Monday, May 10, 2021

Haunted by Self-Generated Concepts

We made cowboy coffee in Dublin and I learned a certain bitterness. Tufts of grass in which gray mice rest, appearing pensive, unsure. Chrisoula calls them "a sea now," my violets, and I beam inwardly, as if I've swallowed too much sun. 

We are waiting on blue flag, we are surprised by tulips - four of them - jutting up along the front porch. No more notes from Santa, a writing project I had never anticipated caring about. Frisbees that no longer fly. We agree that Saturday is a hard day to figure out the morning of. We are "over" coffee.

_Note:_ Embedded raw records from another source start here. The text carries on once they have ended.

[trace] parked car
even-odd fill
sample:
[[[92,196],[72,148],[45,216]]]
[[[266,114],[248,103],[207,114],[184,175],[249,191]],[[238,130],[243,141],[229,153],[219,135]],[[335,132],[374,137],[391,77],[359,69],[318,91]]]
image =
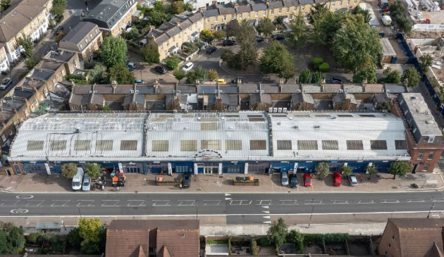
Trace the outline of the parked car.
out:
[[[194,67],[194,65],[194,65],[194,64],[192,64],[192,63],[190,62],[190,63],[188,63],[185,64],[185,65],[183,66],[183,68],[182,68],[182,70],[183,70],[183,71],[188,72],[188,71],[191,70],[191,69],[192,69],[192,68]]]
[[[350,174],[348,175],[348,181],[350,182],[350,186],[357,186],[357,180],[354,174]]]
[[[343,80],[333,77],[331,79],[326,80],[326,82],[327,82],[327,84],[340,84],[343,82]]]
[[[87,174],[83,177],[83,184],[82,185],[82,191],[88,192],[91,189],[91,177]]]
[[[222,42],[223,46],[234,46],[235,44],[236,44],[236,42],[230,39],[223,40]]]
[[[134,64],[134,63],[128,63],[126,66],[130,71],[133,71],[135,69],[135,64]]]
[[[12,80],[11,79],[11,77],[6,77],[6,79],[3,80],[1,84],[0,84],[0,89],[4,90],[7,89],[8,87],[11,86],[11,84]]]
[[[290,187],[291,188],[297,187],[297,177],[296,177],[296,174],[293,175],[290,179]]]
[[[259,37],[259,36],[256,36],[256,37],[254,37],[254,41],[256,41],[258,43],[260,43],[260,42],[264,41],[264,37]]]
[[[154,70],[159,74],[165,74],[168,71],[165,67],[162,66],[154,67]]]
[[[282,40],[284,39],[285,37],[283,35],[273,35],[273,40]]]
[[[211,46],[208,49],[206,49],[206,54],[211,54],[216,51],[216,49],[214,46]]]
[[[183,188],[188,188],[191,185],[191,174],[185,173],[183,175],[183,181],[182,182],[182,187]]]
[[[280,173],[280,184],[284,187],[288,186],[288,174],[287,173]]]
[[[342,184],[342,181],[340,179],[340,173],[333,173],[333,186],[340,187],[341,184]]]
[[[304,185],[305,187],[312,187],[312,175],[309,173],[304,173]]]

Here in the envelope things are getting hot, said no letter ever. Yellow linen pants which I wash by hand, and drape over the unblossoming lilac bush to dry, and then wear for weeks on end around the house, happier than I want to say. I call them poems but they're more like notes or lists, obligatory except when they're not. On the drive to Belchertown we talk about the kids, her uncompromised moral compass, and what it means to be haunted by self-generated concepts. Allow everything, resist nothing?

A sense of loneliness pervades, a consequence of not fully embracing one's calling to live a certain way perhaps. We have parents and they teach us how to use certain tools - guns, say, or typewriters - and other tools we have to learn ourselves or live without. 

I mean lonesome when driving long distances. One's father's grave beckons in ways which make visiting non-negotiable, which, big surprise. Fast food on the highway, washed down with tepid coffee. Greek icons in the bedroom, a crucifix replacing the clay Buddha who now rests outside near the violets.

I can still see all those turtles surfacing - loving us loving us at Fitzgerald Pond - and I pray I might see them forever.